Effect on demand for energy: On the other side is demand for energy. As economies have reopened, purchases of fuel have soared. The spike in the cost of energy played a major role in broader price increases this fall.
If restrictions return and travel declines, that would ease demand for energy, helping inflation move lower.
“This hit to energy prices means that the initial effect of a major Omicron wave is likely to be disinflationary rather than inflationary,” Neil Shearing, group chief economist at Capital Economics, wrote in a note to clients this week.
Big picture: If Wall Street doesn’t have a strong reaction to the November inflation data, this is probably why. Looking ahead, the outlook for inflation is murkier, and it will take some time to see how the situation unfolds.
The US dollar has surged. China’s yuan is doing even better
China is grappling with a slowing economy, yet its currency has rarely been stronger. The yuan is also outperforming the US dollar this year even as the Fed prepares to hike interest rates. So what gives?
The latest: The Chinese currency has soared more than 8% in 2021, according to an index that tracks the yuan’s performance against 24 other currencies, my CNN Business colleague Laura He reports. Based on that gauge, it’s just 0.3% short of its previous record high set in November 2015.
The yuan has also gained ground on the dollar. It’s risen between 2.4% and 2.8% this year against the greenback — depending on whether it trades in China or offshore. Both versions are now at their highest levels against the dollar in three years or more.
Heading into December, the yuan’s gain this year was “the best in the world,” said Marc Chandler, managing director for Bannockburn Global Forex, an Ohio-based capital markets trading firm.
Breaking it down: The main reason for the yuan’s surge is the amount of money flowing into China, largely thanks to surging exports, said Larry Hu, head of China economics at Macquarie Group.
China’s economy has been hit in recent months by shipping disruptions and a deepening property crisis. Even so, exports have held up well. Shipments from China reached nearly $326 billion in November, a 22% jump over the year before, according to government statistics released Tuesday.
Another reason for the yuan’s rally, according to analysts, is international enthusiasm for Chinese bonds as investors chase higher returns.
On the radar: Beijing appears increasingly uncomfortable with the yuan’s rapid appreciation. The People’s Bank of China announced Thursday it would raise the foreign exchange reserve requirement ratio to 9% from 7% — the second hike in the ratio this year. The move will force Chinese financial institutions to keep more foreign money in reserve, and has been widely interpreted as an attempt to temper the yuan’s rally.
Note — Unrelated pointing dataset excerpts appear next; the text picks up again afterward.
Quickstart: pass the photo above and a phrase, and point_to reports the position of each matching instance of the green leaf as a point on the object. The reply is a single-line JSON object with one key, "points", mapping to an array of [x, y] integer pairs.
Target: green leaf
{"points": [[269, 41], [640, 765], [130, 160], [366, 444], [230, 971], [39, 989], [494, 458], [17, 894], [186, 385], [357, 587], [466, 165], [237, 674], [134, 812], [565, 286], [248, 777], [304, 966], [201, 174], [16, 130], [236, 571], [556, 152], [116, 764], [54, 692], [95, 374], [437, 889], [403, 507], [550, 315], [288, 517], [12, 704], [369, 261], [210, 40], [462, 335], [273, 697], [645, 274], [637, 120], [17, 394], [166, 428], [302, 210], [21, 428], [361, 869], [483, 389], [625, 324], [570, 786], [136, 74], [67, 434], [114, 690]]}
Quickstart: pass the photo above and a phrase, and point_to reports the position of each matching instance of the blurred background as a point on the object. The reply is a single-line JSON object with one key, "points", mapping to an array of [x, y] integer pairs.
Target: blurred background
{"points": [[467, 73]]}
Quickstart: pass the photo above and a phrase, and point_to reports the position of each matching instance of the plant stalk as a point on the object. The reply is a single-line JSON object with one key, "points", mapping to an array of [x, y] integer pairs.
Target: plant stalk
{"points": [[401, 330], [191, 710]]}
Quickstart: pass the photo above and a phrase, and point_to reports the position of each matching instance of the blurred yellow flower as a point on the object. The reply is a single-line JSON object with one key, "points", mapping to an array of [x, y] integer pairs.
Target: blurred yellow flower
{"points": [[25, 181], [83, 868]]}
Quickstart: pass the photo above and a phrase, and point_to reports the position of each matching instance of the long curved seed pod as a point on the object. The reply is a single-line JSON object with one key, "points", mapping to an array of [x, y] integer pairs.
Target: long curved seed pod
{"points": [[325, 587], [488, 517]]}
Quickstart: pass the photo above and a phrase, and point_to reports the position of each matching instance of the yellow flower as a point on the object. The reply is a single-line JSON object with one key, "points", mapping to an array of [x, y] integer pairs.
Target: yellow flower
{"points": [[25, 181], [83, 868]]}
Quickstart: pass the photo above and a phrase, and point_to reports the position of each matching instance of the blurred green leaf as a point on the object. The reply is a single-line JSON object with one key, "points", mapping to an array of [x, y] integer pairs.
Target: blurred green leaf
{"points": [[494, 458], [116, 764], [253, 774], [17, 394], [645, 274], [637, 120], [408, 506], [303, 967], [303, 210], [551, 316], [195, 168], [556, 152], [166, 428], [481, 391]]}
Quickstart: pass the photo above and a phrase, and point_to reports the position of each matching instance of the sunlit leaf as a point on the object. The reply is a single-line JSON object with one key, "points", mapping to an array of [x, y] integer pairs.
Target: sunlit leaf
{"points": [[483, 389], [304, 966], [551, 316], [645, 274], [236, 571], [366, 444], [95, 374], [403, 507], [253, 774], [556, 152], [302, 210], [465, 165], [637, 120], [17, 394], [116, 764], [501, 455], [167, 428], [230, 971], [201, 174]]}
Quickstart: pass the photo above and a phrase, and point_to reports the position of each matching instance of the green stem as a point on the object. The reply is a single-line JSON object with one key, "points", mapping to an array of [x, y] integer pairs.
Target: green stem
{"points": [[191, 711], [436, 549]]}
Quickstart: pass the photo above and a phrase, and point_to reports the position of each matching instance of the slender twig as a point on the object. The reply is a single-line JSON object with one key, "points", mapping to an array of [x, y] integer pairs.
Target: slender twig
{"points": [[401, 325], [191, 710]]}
“It is desirable for the [yuan] to stay largely stable [for] the Chinese authorities, in our view,” said Becky Liu, head of China macro strategy at Standard Chartered Bank.
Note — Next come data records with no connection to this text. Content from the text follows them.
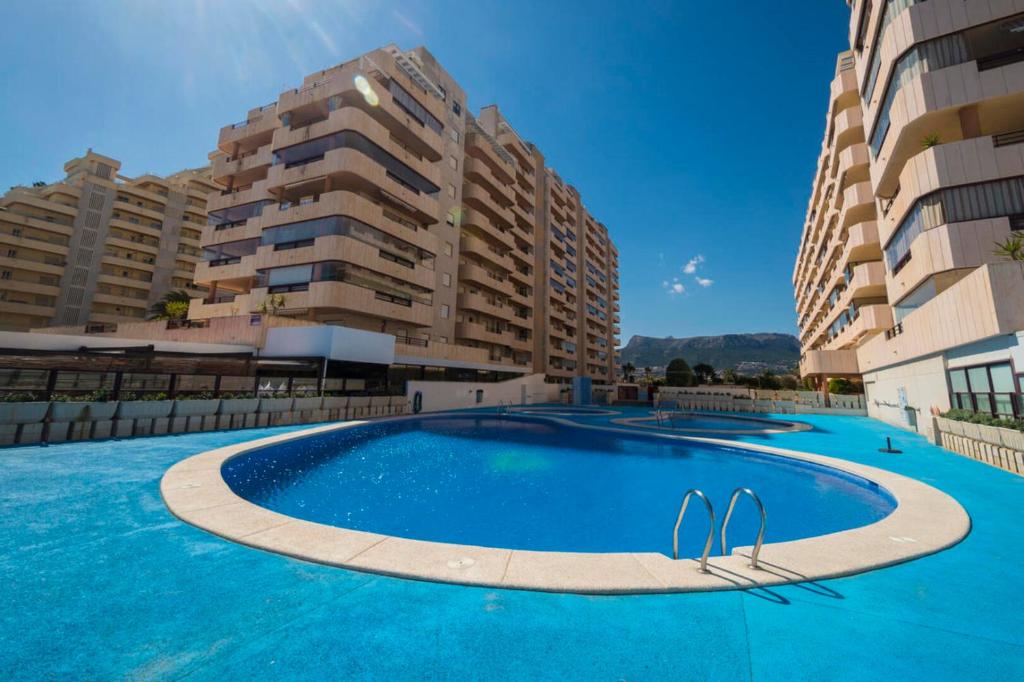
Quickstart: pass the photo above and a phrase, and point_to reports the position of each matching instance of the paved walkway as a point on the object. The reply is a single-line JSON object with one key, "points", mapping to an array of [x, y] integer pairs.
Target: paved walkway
{"points": [[97, 581]]}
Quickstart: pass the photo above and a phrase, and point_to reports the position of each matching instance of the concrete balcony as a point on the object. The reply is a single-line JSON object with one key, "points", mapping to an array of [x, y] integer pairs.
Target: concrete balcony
{"points": [[986, 303], [478, 172], [324, 297], [858, 205], [497, 257], [228, 198], [829, 364], [242, 170], [870, 320], [479, 147], [354, 119], [249, 134], [486, 279], [950, 165], [930, 103], [480, 200], [485, 304], [480, 333], [342, 203], [340, 82], [357, 171]]}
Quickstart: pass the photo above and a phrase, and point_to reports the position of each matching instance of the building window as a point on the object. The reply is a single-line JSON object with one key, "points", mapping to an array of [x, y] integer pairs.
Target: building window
{"points": [[991, 389]]}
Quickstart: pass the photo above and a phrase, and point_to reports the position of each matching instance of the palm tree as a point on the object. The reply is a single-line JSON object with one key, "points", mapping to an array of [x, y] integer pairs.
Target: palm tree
{"points": [[174, 305], [1013, 248]]}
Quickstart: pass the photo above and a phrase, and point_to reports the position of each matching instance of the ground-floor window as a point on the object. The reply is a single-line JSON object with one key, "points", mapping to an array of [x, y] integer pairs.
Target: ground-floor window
{"points": [[987, 388]]}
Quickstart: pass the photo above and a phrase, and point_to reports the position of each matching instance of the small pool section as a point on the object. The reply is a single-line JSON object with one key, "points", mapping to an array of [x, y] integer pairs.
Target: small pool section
{"points": [[701, 423], [563, 411], [535, 484]]}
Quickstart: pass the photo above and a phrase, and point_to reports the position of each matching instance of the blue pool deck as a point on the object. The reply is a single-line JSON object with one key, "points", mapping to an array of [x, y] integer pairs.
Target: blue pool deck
{"points": [[98, 581]]}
Could Elon Musk join the Great Resignation?
Want more proof that the Great Resignation has taken hold of American workers? Even the richest man on Earth is thinking about leaving his job.
See here: Tesla CEO and SpaceX founder Elon Musk tweeted late Thursday that he was “thinking of quitting” his jobs and “becoming an influencer.”
Musk is a notorious Twitter troll, and anything he says should be taken with a grain (or perhaps a large spoonful) of salt.
But some investors — who have backed Tesla in large part because they see Musk as a visionary — may be taking him seriously. Shares of the world’s most valuable automaker fell in premarket trading Friday before bouncing back.
Step back: The number of US workers who are quitting their jobs remains elevated, though the pace of resignations is easing. In October, 4.2 million Americans left their positions, a decline from September.
Even top executives have been part of the trend. CEO turnover jumped in the first half of 2021 as companies brought in new talent to manage the recovery from the Covid-19 pandemic and overworked execs announced retirements, according to recruiting firm Heidrick & Struggles.
The Consumer Price Index for November posts at 8:30 a.m. ET. The first reading of the University of Michigan’s consumer sentiment survey for December follows at 10 a.m. ET.